What Makes Them The Best Tax-saving Investment Instrument


Although most new investors prefer debt or equity funds when searching for the best mutual funds, a growing number of investors, particularly working professionals, are looking into ELSSs. An Equity-Linked Savings Scheme (ELSS) is a mutual fund that invests the majority of its corpus in equity segments. Similar to other investment options such as NSC and PPF, an Equity-Linked Savings Scheme is a diversified mutual fund. These funds are also eligible for tax exemptions.

We have five reasons why these tax-saving mutual funds are a great choice for those who are overwhelmed by all the options available on the market.

1. Tax savings

It is obvious that the greatest benefit of ELSS Funds are the tax savings. These funds qualify for tax exemptions under Section 80C of the Income Tax Act. You can deduct Rs. To reduce your tax liability, you can deduct up to Rs. 1.5 lakhs from the amount of your taxable income. You don’t have to pay tax on the income you make from these funds, as long-term capital appreciation is an option.

ALSO READ  USAA vs Liberty Mutual

2. Shorter Lock-in

These funds are less tax-saving instruments than the NSC or PPF. They also have a shorter lock in period. PPFs have a 15-year lock-in period, while NSC only requires you to keep your investments for 5 years. Equity-linked savings schemes, on the other hand allow you to withdraw after three years in order to receive tax benefits. To get tax exempt on the investment returns you generate, you must remain in the fund for at most 3 years.

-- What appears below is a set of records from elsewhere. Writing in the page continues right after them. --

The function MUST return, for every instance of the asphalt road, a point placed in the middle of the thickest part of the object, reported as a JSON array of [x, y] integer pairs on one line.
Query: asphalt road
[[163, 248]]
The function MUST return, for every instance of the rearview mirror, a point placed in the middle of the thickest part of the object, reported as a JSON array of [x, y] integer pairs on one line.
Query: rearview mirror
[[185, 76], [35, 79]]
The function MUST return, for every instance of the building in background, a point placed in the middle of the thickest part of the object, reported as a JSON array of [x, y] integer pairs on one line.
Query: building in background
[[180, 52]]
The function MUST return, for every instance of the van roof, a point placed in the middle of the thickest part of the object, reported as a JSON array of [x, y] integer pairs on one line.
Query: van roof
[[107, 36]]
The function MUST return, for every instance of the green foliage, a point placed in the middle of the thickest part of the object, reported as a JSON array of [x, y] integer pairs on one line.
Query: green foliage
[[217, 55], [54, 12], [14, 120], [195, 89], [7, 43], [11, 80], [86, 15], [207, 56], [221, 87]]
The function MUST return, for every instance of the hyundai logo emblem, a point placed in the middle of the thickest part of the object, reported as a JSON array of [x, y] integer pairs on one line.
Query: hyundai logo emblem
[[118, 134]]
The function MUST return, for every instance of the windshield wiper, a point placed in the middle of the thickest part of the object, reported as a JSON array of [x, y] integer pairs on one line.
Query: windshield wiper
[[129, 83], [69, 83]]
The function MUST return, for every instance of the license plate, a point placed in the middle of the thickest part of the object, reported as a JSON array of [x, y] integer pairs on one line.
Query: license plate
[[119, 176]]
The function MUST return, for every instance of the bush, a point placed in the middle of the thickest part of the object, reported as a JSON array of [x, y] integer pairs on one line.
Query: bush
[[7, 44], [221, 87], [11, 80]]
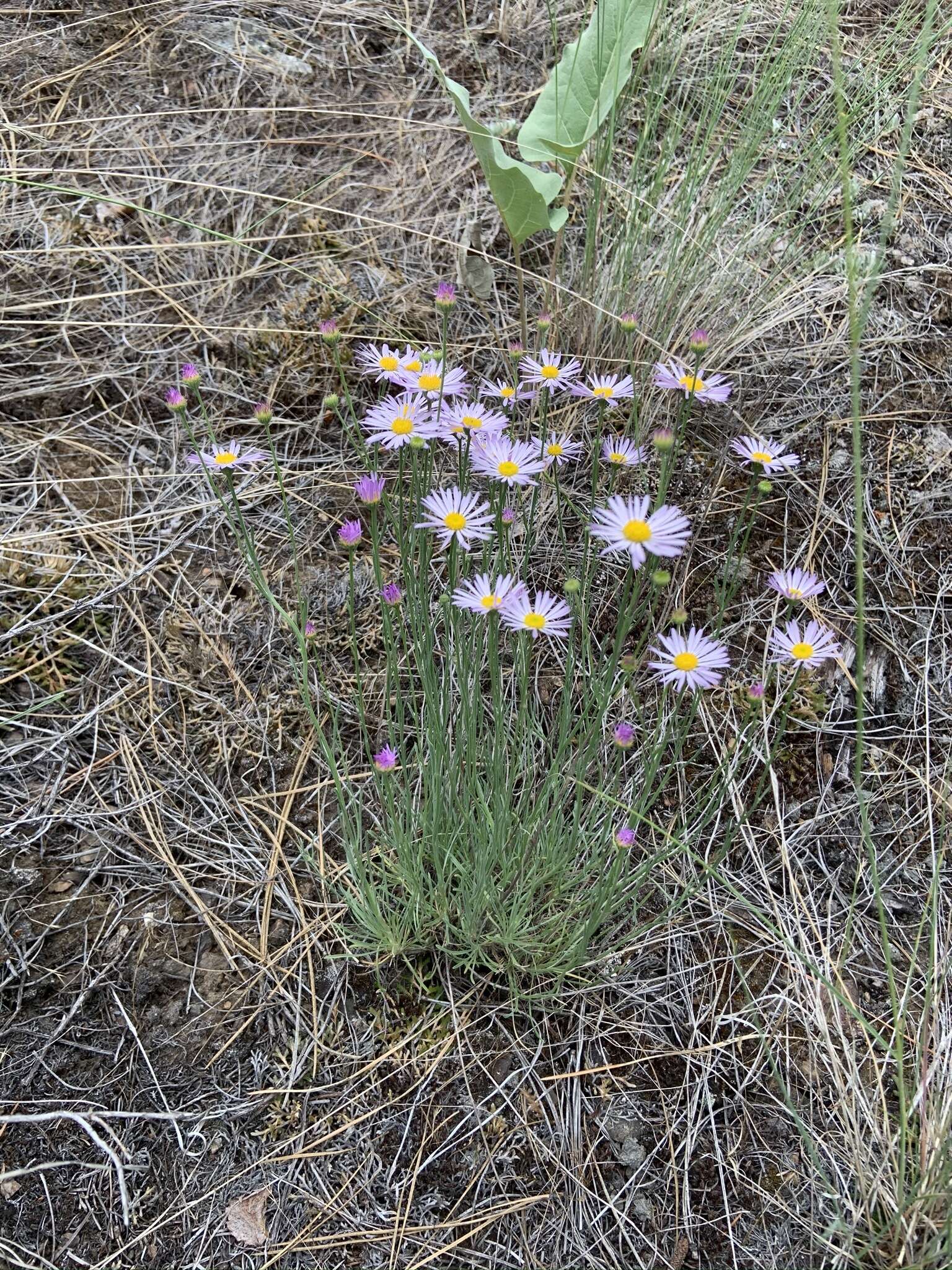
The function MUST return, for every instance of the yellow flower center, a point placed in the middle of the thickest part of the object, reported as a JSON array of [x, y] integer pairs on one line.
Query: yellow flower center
[[692, 384], [637, 531], [685, 660]]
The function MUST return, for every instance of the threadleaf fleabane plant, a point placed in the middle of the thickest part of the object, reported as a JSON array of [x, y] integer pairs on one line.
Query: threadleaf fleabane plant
[[536, 686]]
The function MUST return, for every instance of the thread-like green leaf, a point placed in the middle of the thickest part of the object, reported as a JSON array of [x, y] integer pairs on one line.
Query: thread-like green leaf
[[588, 81], [522, 193]]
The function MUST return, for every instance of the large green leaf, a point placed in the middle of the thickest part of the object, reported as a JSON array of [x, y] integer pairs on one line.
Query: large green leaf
[[588, 81], [522, 193]]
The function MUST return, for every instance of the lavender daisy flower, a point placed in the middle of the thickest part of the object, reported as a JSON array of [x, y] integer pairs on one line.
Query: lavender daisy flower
[[381, 361], [625, 525], [559, 450], [395, 420], [795, 584], [677, 376], [622, 453], [484, 596], [609, 389], [351, 534], [385, 760], [455, 515], [474, 417], [369, 488], [690, 660], [434, 380], [549, 371], [507, 391], [226, 456], [545, 615], [809, 647], [765, 451], [444, 295], [513, 463]]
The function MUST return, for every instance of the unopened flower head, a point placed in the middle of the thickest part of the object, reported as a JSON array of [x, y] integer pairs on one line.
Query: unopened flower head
[[809, 646], [606, 389], [626, 525], [772, 456], [455, 515], [513, 463], [691, 660], [398, 419], [560, 450], [622, 453], [385, 760], [381, 361], [471, 417], [351, 534], [433, 379], [795, 584], [483, 595], [545, 615], [549, 370], [702, 386], [444, 295], [230, 455], [369, 488]]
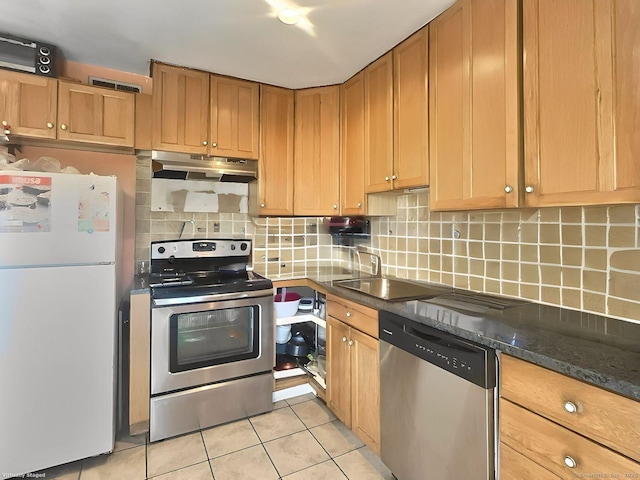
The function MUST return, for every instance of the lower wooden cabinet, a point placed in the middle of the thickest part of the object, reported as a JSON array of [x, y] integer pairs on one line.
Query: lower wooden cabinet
[[515, 466], [353, 375], [139, 362], [553, 426]]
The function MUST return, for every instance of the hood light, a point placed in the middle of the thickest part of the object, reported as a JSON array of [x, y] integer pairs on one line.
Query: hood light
[[289, 16]]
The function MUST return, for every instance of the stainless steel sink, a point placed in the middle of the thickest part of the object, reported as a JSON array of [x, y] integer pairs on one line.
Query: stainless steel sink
[[392, 289]]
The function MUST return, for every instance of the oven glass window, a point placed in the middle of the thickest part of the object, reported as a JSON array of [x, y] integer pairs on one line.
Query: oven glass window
[[213, 337]]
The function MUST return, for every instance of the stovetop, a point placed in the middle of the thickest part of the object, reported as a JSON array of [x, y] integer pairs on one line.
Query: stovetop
[[202, 268], [199, 284]]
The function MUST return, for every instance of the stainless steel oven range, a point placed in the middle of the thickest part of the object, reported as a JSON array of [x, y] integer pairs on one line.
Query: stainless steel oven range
[[212, 336]]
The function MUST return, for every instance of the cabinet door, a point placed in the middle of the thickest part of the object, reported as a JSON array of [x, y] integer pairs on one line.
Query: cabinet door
[[352, 159], [365, 388], [276, 151], [378, 147], [338, 370], [317, 151], [410, 154], [554, 447], [474, 110], [95, 115], [28, 104], [581, 107], [235, 118], [515, 466], [180, 109]]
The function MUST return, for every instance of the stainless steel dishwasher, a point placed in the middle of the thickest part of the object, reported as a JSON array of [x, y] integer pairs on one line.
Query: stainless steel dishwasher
[[437, 403]]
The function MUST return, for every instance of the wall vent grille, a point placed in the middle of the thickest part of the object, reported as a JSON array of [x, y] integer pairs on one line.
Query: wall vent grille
[[115, 85]]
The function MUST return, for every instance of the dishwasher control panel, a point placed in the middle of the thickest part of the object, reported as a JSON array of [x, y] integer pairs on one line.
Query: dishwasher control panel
[[473, 362]]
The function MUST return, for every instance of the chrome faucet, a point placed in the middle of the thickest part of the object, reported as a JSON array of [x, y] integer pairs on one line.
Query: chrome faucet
[[193, 228]]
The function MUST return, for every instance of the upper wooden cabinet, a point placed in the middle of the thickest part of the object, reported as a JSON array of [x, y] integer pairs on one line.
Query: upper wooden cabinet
[[378, 108], [28, 104], [317, 151], [474, 134], [410, 126], [33, 107], [235, 118], [581, 102], [276, 151], [352, 158], [95, 115], [180, 109]]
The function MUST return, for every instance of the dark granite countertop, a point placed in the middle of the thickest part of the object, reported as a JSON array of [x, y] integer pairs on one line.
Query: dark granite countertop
[[599, 350]]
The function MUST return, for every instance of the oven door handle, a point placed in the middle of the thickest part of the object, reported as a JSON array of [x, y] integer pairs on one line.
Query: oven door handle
[[218, 297]]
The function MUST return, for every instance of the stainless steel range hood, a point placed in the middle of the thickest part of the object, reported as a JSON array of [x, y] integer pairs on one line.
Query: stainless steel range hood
[[202, 167]]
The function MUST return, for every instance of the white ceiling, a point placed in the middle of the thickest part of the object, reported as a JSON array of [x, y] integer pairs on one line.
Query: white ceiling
[[241, 38]]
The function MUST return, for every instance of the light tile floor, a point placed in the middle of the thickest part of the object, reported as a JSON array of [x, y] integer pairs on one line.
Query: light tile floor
[[299, 440]]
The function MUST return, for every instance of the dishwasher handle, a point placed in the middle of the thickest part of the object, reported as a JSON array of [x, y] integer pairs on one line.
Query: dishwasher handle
[[473, 362]]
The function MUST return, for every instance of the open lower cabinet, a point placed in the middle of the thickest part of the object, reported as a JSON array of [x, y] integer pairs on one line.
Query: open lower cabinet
[[300, 345]]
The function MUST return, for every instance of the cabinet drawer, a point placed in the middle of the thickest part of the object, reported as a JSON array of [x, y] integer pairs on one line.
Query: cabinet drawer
[[603, 416], [551, 445], [353, 314], [515, 466]]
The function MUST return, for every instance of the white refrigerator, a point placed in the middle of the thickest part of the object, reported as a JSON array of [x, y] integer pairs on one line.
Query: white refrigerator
[[59, 241]]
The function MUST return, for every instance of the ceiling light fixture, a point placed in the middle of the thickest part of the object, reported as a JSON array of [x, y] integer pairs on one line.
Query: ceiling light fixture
[[289, 16]]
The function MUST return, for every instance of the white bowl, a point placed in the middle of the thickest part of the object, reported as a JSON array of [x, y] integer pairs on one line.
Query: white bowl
[[283, 333]]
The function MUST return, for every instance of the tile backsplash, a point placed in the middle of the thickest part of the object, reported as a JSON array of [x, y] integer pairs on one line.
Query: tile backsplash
[[281, 245], [581, 258]]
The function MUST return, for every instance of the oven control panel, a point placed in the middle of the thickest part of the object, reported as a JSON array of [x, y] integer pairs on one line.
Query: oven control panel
[[219, 247]]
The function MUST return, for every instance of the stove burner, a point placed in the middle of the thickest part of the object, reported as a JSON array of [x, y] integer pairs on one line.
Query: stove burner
[[183, 271]]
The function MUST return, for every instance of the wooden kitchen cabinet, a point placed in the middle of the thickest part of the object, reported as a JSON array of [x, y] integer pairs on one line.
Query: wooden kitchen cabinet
[[378, 108], [28, 104], [139, 374], [95, 115], [563, 425], [276, 151], [474, 134], [410, 125], [180, 109], [581, 102], [515, 466], [352, 158], [235, 118], [353, 368], [317, 151]]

3. Greater Growth Potential

Your investment is more likely to grow if the equity markets are where the majority of your corpus is invested. Although equity markets can be risky, experienced portfolio managers will actively manage the fund to maximize returns. These funds not only offer tax benefits, but also allow you to make excellent returns on your investment.

4. You are a disciplined investor

Ask any experienced investor, and they will agree that it is important to invest regularly, no matter what investment amount, and to be patient. These are the two main goals of ELSS Funds. A monthly SIP can be started for as low as Rs. You can start investing in these funds by setting up a monthly SIP of Rs. 500. The funds are locked-in for three years so you will always be invested. These funds will make you a more disciplined and competent investor over time.

ALSO READ  Useful Tips That Can Help You Plan Your Pension Investments

5. Dividend Option

These tax-saving funds allow you to choose between a growth or dividend option. The growth option will lock your money away for three years, but the dividend option allows you to still get some of the benefits from the investment. This option is ideal for anyone who wants to see regular returns on their investment.